Valérie Rey-Robert : Oui, la téléréalité est sexiste et elle l’a toujours été. Mais je ne connais pas de productions culturelles – de la peinture aux comédies romantiques – qui ne le soient pas.
Humilier les femmes des classes populaires
À qui s’adressent ces programmes ? Quel message leur livre-t-ils ? Quelle vision des femmes leurs imposent-ils ?
C’est toute la thèse de mon essai : montrer que les téléréalités de coaching (Belle toute nue, Cauchemar en cuisine…), de vie collective (Les Marseillais, Les Anges…), ainsi que celles de dating (Mariés au premier regard, Et si on se rencontrait…) s’adressent aux femmes, et en particulier, à celles des classes populaires, en leur montrant d’autres femmes de classes populaires, voire très populaires.
Le but de ces programmes est de dire à ces spectatrices : « Vous voyez, quand on veut, on peut. Donc si vous vous débrouillez bien, si vous faites un beau mariage, ou si vous suivez les conseils de Cristina Córdula [présentatrice d’émissions de relooking et des Reines du Shopping, ndlr], vous pourrez changer de classe sociale, grâce à nous. Parce qu’on la générosité de vous montrer comment on doit s’habiller quand on est riche. Donc faites pareil et ça marchera peut-être pour vous ».
Les téléréalités méprisent ces femmes des classes populaires. Elles sont fondées sur des processus d’humiliation et de moqueries etsoufflent au public : « Regardez comme elles s’habillent mal les femmes des classes pop’, comme elles font mal leur mariage, comme elles élèvent mal leurs enfants ».
Dans cet essai, vous analysez différents clichés sexistes récurrents dans les téléréalités françaises actuelles, et notamment, la constante exposition et la sexualisation des corps féminins.

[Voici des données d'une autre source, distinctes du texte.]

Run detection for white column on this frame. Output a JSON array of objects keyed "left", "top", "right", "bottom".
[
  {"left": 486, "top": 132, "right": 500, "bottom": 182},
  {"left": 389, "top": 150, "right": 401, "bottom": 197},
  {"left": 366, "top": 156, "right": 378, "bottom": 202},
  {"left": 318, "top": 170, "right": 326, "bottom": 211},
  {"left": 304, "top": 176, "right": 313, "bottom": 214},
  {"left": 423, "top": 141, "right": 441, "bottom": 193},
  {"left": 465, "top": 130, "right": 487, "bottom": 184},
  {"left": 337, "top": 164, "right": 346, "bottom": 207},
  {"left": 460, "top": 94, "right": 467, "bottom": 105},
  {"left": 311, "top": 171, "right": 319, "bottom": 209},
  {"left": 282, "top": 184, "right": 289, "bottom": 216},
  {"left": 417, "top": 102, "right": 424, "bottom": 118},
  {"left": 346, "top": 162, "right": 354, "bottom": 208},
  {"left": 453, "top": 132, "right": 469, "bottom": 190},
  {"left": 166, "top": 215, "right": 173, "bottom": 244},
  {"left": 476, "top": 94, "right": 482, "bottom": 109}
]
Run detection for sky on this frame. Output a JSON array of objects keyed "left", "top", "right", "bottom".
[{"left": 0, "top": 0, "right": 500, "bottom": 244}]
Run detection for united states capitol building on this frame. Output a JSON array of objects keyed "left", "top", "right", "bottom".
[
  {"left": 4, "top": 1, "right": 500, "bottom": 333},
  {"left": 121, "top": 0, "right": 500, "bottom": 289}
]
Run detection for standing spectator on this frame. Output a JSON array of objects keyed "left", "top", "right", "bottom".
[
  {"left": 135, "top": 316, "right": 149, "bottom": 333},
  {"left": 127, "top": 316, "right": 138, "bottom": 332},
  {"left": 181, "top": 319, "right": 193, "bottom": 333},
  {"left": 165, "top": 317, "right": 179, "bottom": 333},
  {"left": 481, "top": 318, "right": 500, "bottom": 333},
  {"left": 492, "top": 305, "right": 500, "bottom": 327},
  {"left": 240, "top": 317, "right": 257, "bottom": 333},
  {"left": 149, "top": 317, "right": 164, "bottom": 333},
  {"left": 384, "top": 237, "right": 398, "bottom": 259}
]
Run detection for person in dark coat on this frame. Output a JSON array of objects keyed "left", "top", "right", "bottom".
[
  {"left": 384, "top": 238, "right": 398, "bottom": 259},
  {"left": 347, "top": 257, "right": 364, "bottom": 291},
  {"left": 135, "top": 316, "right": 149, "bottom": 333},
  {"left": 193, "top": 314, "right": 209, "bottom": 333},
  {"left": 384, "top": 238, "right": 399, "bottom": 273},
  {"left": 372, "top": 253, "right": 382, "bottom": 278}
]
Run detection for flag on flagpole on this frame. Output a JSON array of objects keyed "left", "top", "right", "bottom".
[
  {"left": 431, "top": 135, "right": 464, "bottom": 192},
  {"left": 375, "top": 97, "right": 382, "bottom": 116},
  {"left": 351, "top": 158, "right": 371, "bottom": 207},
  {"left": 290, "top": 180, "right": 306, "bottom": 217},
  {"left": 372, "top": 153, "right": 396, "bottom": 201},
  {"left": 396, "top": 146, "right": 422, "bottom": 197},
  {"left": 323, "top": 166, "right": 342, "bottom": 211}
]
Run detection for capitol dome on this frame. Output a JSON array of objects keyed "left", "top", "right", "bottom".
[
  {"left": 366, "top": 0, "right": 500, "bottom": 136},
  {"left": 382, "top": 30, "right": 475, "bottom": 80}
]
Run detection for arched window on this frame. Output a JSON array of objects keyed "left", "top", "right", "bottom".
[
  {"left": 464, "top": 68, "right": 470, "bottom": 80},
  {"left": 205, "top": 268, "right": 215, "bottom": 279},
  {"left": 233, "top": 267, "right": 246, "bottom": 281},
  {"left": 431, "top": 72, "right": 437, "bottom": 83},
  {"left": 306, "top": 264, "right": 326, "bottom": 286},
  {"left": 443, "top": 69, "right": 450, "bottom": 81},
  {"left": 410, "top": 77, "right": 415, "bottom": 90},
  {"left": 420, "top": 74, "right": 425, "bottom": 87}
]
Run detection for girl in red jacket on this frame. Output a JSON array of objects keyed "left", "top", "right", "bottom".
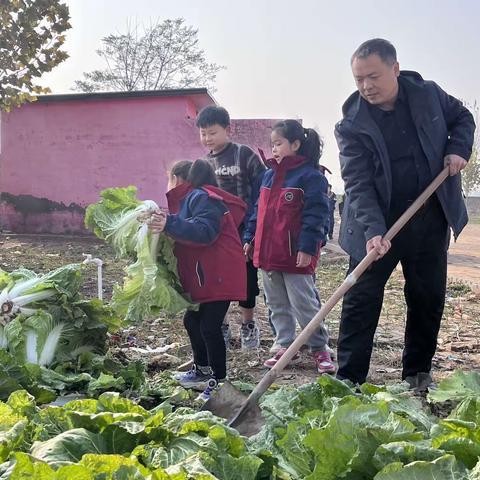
[
  {"left": 150, "top": 160, "right": 246, "bottom": 401},
  {"left": 244, "top": 120, "right": 335, "bottom": 373}
]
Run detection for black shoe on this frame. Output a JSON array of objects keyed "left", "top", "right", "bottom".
[{"left": 405, "top": 372, "right": 437, "bottom": 393}]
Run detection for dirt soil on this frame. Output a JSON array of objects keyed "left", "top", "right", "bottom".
[
  {"left": 0, "top": 232, "right": 480, "bottom": 390},
  {"left": 448, "top": 223, "right": 480, "bottom": 290}
]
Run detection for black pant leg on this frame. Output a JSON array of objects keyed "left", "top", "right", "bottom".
[
  {"left": 328, "top": 211, "right": 335, "bottom": 237},
  {"left": 199, "top": 301, "right": 230, "bottom": 379},
  {"left": 183, "top": 304, "right": 208, "bottom": 367},
  {"left": 402, "top": 198, "right": 449, "bottom": 378},
  {"left": 337, "top": 249, "right": 399, "bottom": 383},
  {"left": 238, "top": 260, "right": 260, "bottom": 308}
]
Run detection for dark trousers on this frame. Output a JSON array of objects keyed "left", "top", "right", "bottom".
[
  {"left": 183, "top": 301, "right": 230, "bottom": 379},
  {"left": 328, "top": 210, "right": 335, "bottom": 238},
  {"left": 238, "top": 260, "right": 260, "bottom": 308},
  {"left": 337, "top": 196, "right": 450, "bottom": 383}
]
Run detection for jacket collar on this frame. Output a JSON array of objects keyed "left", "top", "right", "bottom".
[
  {"left": 342, "top": 70, "right": 428, "bottom": 127},
  {"left": 265, "top": 155, "right": 308, "bottom": 170},
  {"left": 166, "top": 182, "right": 193, "bottom": 213}
]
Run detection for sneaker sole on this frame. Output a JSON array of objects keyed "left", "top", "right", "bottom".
[{"left": 317, "top": 367, "right": 337, "bottom": 375}]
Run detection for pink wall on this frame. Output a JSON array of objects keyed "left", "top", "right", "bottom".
[
  {"left": 0, "top": 96, "right": 280, "bottom": 233},
  {"left": 232, "top": 119, "right": 278, "bottom": 158},
  {"left": 0, "top": 97, "right": 203, "bottom": 233}
]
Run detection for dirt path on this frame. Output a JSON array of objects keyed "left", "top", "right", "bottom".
[{"left": 448, "top": 224, "right": 480, "bottom": 290}]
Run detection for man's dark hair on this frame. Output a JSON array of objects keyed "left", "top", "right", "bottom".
[
  {"left": 196, "top": 105, "right": 230, "bottom": 128},
  {"left": 350, "top": 38, "right": 397, "bottom": 66}
]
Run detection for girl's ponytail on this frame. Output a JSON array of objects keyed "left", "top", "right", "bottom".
[
  {"left": 187, "top": 159, "right": 218, "bottom": 188},
  {"left": 298, "top": 128, "right": 323, "bottom": 168}
]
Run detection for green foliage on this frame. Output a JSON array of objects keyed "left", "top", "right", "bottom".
[
  {"left": 0, "top": 0, "right": 70, "bottom": 111},
  {"left": 85, "top": 186, "right": 192, "bottom": 322},
  {"left": 462, "top": 101, "right": 480, "bottom": 197},
  {"left": 0, "top": 372, "right": 480, "bottom": 480}
]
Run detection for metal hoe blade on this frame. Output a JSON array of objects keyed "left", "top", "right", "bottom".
[{"left": 202, "top": 382, "right": 265, "bottom": 437}]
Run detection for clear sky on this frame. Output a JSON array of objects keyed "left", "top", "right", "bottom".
[{"left": 43, "top": 0, "right": 480, "bottom": 191}]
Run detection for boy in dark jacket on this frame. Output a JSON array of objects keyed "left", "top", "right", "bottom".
[{"left": 196, "top": 105, "right": 265, "bottom": 349}]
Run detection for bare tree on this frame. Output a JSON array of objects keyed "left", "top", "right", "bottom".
[
  {"left": 462, "top": 102, "right": 480, "bottom": 197},
  {"left": 73, "top": 18, "right": 224, "bottom": 92}
]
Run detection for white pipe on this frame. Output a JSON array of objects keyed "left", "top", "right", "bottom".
[{"left": 82, "top": 253, "right": 103, "bottom": 300}]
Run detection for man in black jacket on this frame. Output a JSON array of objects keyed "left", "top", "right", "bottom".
[{"left": 335, "top": 39, "right": 475, "bottom": 389}]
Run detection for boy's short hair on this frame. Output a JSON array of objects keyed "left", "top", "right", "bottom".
[
  {"left": 350, "top": 38, "right": 397, "bottom": 67},
  {"left": 196, "top": 105, "right": 230, "bottom": 128}
]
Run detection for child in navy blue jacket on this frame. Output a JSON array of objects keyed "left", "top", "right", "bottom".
[
  {"left": 244, "top": 120, "right": 335, "bottom": 373},
  {"left": 150, "top": 160, "right": 247, "bottom": 400}
]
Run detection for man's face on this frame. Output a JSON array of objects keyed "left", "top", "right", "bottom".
[
  {"left": 200, "top": 124, "right": 230, "bottom": 153},
  {"left": 352, "top": 54, "right": 400, "bottom": 110}
]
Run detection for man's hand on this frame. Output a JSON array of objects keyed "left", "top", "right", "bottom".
[
  {"left": 297, "top": 252, "right": 312, "bottom": 268},
  {"left": 243, "top": 243, "right": 253, "bottom": 262},
  {"left": 443, "top": 153, "right": 467, "bottom": 177},
  {"left": 367, "top": 235, "right": 392, "bottom": 260},
  {"left": 147, "top": 212, "right": 167, "bottom": 233}
]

Dans les programmes de vie collective, les hommes sont filmés d’une manière différente que les femmes. La nudité de ces derniers n’est pas sexualisée. Alors que dans la franchise Les Marseillais par exemple, les femmes portent des maillots de bain dès le petit-déjeuner.

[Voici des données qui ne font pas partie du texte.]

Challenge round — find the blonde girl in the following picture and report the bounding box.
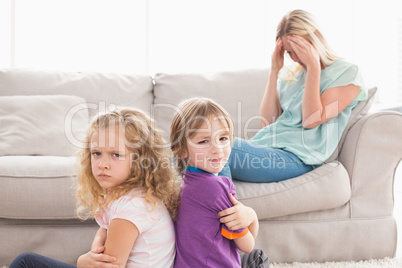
[12,108,179,268]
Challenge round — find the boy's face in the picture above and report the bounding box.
[182,116,231,175]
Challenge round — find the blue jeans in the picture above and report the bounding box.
[219,138,313,182]
[9,253,76,268]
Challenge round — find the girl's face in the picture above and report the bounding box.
[91,127,131,190]
[182,116,231,175]
[281,35,305,68]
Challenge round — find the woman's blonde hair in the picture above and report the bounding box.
[76,108,180,219]
[276,9,339,80]
[170,97,234,175]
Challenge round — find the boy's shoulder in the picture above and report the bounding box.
[183,171,235,193]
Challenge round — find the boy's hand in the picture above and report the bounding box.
[77,247,119,268]
[218,194,257,231]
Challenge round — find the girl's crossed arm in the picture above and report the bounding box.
[77,219,139,268]
[104,219,139,267]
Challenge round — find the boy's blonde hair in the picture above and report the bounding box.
[76,108,180,219]
[170,97,234,175]
[275,9,339,80]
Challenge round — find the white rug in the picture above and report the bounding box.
[1,258,402,268]
[0,258,402,268]
[270,258,402,268]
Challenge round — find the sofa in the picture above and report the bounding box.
[0,69,402,267]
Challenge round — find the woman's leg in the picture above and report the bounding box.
[10,252,75,268]
[223,138,313,182]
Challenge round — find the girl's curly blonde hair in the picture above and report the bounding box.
[76,108,180,219]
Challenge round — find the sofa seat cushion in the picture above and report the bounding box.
[234,161,351,220]
[0,156,77,220]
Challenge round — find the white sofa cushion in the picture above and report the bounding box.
[0,69,154,116]
[154,69,269,139]
[234,161,351,220]
[325,87,377,163]
[0,156,77,220]
[0,95,89,156]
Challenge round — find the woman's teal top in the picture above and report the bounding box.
[251,59,367,166]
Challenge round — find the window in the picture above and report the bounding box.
[0,0,402,102]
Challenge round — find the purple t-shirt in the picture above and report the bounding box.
[174,167,248,268]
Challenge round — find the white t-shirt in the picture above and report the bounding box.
[96,191,176,268]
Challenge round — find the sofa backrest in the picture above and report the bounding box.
[154,69,269,139]
[0,69,154,156]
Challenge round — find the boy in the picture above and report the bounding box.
[170,98,268,268]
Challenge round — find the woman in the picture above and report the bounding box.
[220,10,367,182]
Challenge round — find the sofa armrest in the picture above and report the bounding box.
[339,112,402,218]
[234,161,350,220]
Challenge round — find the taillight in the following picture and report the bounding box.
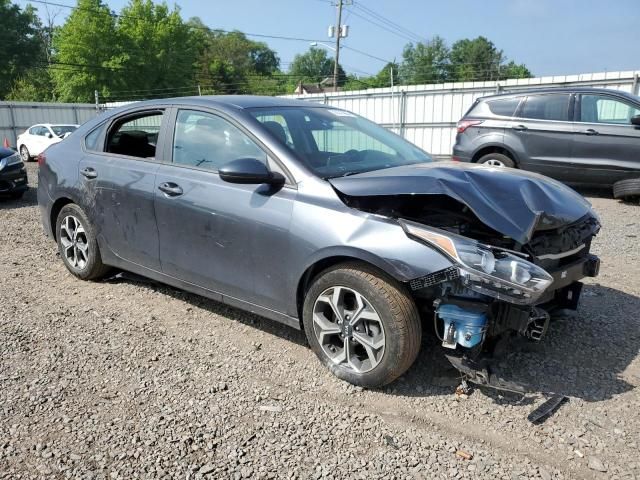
[458,120,482,133]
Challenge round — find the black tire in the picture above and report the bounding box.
[20,145,31,162]
[56,203,110,280]
[478,153,516,168]
[302,263,422,388]
[613,178,640,199]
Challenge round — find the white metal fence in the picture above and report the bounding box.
[0,102,97,147]
[286,70,640,155]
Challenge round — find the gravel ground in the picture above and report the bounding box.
[0,164,640,480]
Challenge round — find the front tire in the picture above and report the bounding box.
[302,263,422,388]
[56,203,109,280]
[20,145,31,163]
[478,153,516,168]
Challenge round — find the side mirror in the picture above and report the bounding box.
[218,158,284,186]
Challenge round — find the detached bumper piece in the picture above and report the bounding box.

Les candidates de téléréalité apparaissent très souvent à l’écran en maillots de bain, même quand les circonstances ne le nécessitent pas.
Le Conseil supérieur de l’audiovisuel (CSA) avait justement souligné dans un rapport [intitulé « La téléréalité a 20 ans : évolution et influence », publié en janvier 2021, ndlr] le fait que les candidates de téléréalité apparaissent très souvent à l’écran en maillots de bain, même quand les circonstances ne le nécessitent pas.
Dans Koh Lanta, le maillot de bain deux pièces est même obligatoire, alors qu’il créé un désavantage sportif pour les candidates, une préoccupation – avec la peur qu’il s’enlève – durant l’épreuve.
Autre cliché sexiste qu’entretient vigoureusement la téléréalité : la rivalité féminine.
Dans les téléréalités de vie collective, comme Les Marseillais, il y a la figure masculine du « charo » [l’abréviation de « charognard », qui désigne un homme qui « court » après plusieurs femmes, ndlr], comme ils disent.
Ce rôle-là introduit une rivalité entre les femmes. Parce que les candidates qui ont supporté les infidélités des « charo » – qui ont cessé de les humilier et sont engagés désormais à leurs côtés – vont dire : « Je suis l’élue. Toutes celles avec qui il a couché avant ne comptait pas ». Sous-entendu : les autres femmes sont des « filles faciles ». Comme si cela rehausser leur qualité de femmes.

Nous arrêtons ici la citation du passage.